Nel 1980, la scuderia Ligier ha costituito una prima linea interamente francese: Jacques Laffite, pilastro della squadra dal 1976, e il nuovo arrivato Didier Pironi, fresco di arrivo dalla Tyrrell. Al volante dell'elegante JS-11, hanno reso la Ligier una vera e propria concorrente. La vittoria di Laffite a Hockenheim e quella di Pironi a Zolder hanno assicurato due vittorie, mentre la regolarità della coppia ha permesso loro di conquistare il quarto e il quinto posto nel campionato piloti. I loro sforzi combinati hanno permesso alla Ligier di salire al secondo posto nella classifica costruttori, un record che la squadra francese custodisce ancora oggi.

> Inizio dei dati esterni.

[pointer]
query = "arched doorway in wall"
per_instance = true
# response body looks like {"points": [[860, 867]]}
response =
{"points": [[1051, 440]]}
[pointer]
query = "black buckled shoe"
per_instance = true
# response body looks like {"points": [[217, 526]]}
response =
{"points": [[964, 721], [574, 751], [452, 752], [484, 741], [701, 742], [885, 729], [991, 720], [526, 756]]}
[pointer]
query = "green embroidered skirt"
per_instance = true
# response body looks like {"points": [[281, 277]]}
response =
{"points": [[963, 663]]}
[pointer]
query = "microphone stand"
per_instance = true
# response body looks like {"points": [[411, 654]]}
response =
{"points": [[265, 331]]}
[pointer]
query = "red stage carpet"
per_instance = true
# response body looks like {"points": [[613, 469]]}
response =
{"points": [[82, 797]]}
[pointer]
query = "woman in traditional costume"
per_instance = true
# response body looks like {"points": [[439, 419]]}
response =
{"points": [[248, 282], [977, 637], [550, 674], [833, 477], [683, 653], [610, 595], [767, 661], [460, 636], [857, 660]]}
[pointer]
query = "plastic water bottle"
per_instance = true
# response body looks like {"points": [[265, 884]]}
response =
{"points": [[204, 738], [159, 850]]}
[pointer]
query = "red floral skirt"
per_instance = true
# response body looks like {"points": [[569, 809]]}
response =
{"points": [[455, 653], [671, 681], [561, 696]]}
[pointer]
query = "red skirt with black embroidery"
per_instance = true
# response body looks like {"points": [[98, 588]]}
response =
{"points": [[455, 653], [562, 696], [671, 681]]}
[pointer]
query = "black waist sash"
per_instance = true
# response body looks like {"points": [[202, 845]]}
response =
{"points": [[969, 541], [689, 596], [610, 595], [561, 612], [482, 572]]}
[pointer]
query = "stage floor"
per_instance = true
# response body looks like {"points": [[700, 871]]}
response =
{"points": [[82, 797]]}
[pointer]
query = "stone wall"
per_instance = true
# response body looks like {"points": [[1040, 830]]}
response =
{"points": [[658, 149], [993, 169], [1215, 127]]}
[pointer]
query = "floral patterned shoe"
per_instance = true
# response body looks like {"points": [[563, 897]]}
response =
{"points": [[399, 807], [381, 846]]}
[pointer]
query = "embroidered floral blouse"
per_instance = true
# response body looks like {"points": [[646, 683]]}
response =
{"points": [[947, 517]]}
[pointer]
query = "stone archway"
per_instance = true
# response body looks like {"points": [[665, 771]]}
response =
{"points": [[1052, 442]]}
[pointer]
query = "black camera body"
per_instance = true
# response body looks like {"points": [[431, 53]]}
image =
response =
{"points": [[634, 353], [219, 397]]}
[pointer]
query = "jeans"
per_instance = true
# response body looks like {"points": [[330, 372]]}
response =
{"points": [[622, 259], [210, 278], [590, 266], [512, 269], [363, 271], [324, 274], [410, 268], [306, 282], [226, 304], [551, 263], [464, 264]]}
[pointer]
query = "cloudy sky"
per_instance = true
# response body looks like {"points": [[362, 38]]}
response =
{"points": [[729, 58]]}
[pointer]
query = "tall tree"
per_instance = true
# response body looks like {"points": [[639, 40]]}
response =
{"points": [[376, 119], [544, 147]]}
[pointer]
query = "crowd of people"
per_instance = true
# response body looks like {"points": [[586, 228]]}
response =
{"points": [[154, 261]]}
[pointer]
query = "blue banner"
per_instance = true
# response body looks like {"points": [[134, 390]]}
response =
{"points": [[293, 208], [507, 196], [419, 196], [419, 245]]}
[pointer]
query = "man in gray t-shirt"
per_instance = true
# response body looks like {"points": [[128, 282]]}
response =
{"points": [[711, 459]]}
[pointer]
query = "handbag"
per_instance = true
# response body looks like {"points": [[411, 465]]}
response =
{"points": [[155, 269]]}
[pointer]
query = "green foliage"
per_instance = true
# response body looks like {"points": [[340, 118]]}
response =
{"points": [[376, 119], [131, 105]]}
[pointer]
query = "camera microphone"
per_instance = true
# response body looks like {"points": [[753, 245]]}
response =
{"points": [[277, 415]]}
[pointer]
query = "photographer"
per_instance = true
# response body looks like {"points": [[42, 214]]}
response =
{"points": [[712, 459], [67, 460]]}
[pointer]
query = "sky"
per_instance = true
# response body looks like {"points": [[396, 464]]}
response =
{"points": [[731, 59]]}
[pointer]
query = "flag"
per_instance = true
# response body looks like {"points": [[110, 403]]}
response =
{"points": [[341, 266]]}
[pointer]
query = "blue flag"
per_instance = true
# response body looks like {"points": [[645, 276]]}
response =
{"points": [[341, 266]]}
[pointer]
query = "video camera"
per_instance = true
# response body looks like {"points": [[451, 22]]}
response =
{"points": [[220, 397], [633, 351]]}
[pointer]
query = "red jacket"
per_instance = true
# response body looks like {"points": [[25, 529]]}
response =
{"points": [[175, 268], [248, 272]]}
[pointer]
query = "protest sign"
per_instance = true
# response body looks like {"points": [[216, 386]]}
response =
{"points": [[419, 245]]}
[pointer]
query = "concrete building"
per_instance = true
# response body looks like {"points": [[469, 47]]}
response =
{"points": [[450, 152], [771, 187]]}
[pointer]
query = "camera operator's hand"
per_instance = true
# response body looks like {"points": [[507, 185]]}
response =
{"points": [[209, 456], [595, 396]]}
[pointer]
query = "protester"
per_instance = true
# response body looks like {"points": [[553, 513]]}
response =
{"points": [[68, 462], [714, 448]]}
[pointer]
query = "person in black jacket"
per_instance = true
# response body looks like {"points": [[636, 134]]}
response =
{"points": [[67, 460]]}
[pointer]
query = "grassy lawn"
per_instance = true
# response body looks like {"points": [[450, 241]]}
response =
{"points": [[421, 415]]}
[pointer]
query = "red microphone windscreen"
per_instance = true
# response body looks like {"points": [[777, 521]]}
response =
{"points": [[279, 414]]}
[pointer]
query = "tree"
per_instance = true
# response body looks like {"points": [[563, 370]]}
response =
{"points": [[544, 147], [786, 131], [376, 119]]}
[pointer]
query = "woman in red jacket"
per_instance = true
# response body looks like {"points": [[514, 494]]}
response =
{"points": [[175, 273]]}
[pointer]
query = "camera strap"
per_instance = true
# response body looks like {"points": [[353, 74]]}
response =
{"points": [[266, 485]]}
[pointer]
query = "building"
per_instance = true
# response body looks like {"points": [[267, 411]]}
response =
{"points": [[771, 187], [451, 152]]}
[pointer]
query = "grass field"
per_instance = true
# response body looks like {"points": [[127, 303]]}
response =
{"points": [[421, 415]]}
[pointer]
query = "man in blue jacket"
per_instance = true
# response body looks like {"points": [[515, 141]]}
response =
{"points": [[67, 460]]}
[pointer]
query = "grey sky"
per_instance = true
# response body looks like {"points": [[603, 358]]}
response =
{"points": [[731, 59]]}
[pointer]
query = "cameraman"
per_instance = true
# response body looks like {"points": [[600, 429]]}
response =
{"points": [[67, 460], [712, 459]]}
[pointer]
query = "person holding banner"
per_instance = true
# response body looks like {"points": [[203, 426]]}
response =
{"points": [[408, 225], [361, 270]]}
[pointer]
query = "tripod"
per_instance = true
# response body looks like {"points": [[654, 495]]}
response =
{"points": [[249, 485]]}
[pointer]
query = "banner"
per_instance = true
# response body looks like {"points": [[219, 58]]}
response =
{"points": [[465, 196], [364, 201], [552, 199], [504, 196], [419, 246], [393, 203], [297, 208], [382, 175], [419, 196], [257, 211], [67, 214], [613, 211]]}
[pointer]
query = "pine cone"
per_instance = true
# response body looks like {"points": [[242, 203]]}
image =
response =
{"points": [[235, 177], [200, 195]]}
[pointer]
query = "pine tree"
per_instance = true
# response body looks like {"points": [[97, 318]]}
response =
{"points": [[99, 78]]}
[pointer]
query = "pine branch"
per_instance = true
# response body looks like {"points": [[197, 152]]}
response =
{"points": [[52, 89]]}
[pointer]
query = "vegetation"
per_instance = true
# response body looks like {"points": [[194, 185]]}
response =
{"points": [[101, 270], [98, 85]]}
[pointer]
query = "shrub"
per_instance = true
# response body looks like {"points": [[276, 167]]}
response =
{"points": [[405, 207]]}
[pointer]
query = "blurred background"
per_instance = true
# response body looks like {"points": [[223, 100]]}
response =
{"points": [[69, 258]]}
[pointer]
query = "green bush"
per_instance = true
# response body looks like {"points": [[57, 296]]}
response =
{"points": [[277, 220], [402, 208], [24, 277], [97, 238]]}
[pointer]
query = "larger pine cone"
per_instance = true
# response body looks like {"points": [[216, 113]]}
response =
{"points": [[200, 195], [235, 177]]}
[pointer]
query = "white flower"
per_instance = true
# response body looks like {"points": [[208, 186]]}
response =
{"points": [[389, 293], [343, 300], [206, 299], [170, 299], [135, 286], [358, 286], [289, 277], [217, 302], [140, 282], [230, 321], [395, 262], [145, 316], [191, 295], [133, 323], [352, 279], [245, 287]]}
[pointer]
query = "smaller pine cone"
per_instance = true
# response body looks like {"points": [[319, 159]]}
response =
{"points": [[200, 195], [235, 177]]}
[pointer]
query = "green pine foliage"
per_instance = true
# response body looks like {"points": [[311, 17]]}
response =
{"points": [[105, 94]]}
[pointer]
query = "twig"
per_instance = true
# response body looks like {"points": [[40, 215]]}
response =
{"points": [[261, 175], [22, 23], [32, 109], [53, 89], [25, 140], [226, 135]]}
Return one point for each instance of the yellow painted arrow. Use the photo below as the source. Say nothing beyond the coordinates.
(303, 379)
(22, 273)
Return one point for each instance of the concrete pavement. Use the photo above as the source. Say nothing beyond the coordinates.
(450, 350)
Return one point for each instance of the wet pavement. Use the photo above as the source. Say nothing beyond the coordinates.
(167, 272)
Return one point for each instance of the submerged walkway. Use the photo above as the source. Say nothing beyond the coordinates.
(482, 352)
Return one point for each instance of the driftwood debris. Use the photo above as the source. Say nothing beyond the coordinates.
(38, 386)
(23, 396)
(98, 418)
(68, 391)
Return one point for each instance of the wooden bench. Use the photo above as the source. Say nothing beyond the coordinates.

Un anno dopo, la Renault ha affiancato il cerebrale Alain Prost al fiammeggiante René Arnoux. Prost, soprannominato “Il Professore”, è arrivato per sostituire Jean-Pierre Jabouille, mentre Arnoux ha portato la sua velocità pura. Il duo ha ottenuto sette vittorie tra il 1981 e il 1982 e ha portato la Renault al secondo posto nella classifica costruttori. Tuttavia, la loro collaborazione era tutt'altro che armoniosa. Durante il Gran Premio di Francia del 1982, gli ordini della squadra imponevano ad Arnoux di lasciare passare Prost nella corsa al titolo; Arnoux si rifiutò, prese il comando e vinse la gara. La pubblica reprimenda di Prost nei confronti del suo compagno di squadra sottolineò una rivalità che ancora oggi risuona nella leggenda della F1. Il duo francese più spettacolare nacque nel 1983, quando Arnoux passò alla Ferrari e fece squadra con Patrick Tambay. Al volante della F126 rossa, conquistarono otto pole position e quattro vittorie, regalando alla Scuderia il suo primo campionato costruttori dall'inizio degli anni '70. Anche se Nelson Piquet vinse il titolo piloti, Arnoux e Tambay finirono rispettivamente terzo e quarto, rendendo quella stagione la più vincente per una coppia francese nella storia di questo sport.

I tandem francesi che seguirono non raggiunsero mai veramente questi livelli. Nel 1989 Arnoux tornò alla Ligier al fianco di Olivier Grouillard, conquistando solo tre punti e un tredicesimo posto per la squadra. Nel 1991, la reunion di Prost con il suo connazionale Jean Alesi alla Ferrari ha permesso di conquistare 55 punti e il terzo posto nella classifica costruttori, mentre nel 1994 Olivier Panis ed Éric Bernard hanno ottenuto 13 punti e il settimo posto per la Ligier.

Oggi, con Gasly e Ocon nuovamente riuniti sotto la bandiera Alpine, i tifosi francesi sperano di vedere ripetersi quei momenti storici. Entrambi i piloti hanno mosso i primi passi sui circuiti di karting all'età di sette anni, e la loro precoce rivalità ha affinato le competenze che poi hanno permesso loro di conquistare un posto nella categoria regina. Dopo un debutto separato (Ocon nel 2016, Gasly nel 2017), le loro carriere sono state caratterizzate da promozioni, retrocessioni e una prima vittoria per Gasly. La stagione 2023 offre loro una rara opportunità di trasformare la loro rivalità personale in ambizione collettiva, scrivendo così una nuova pagina nella lunga e talvolta movimentata saga dei compagni di squadra francesi in Formula 1.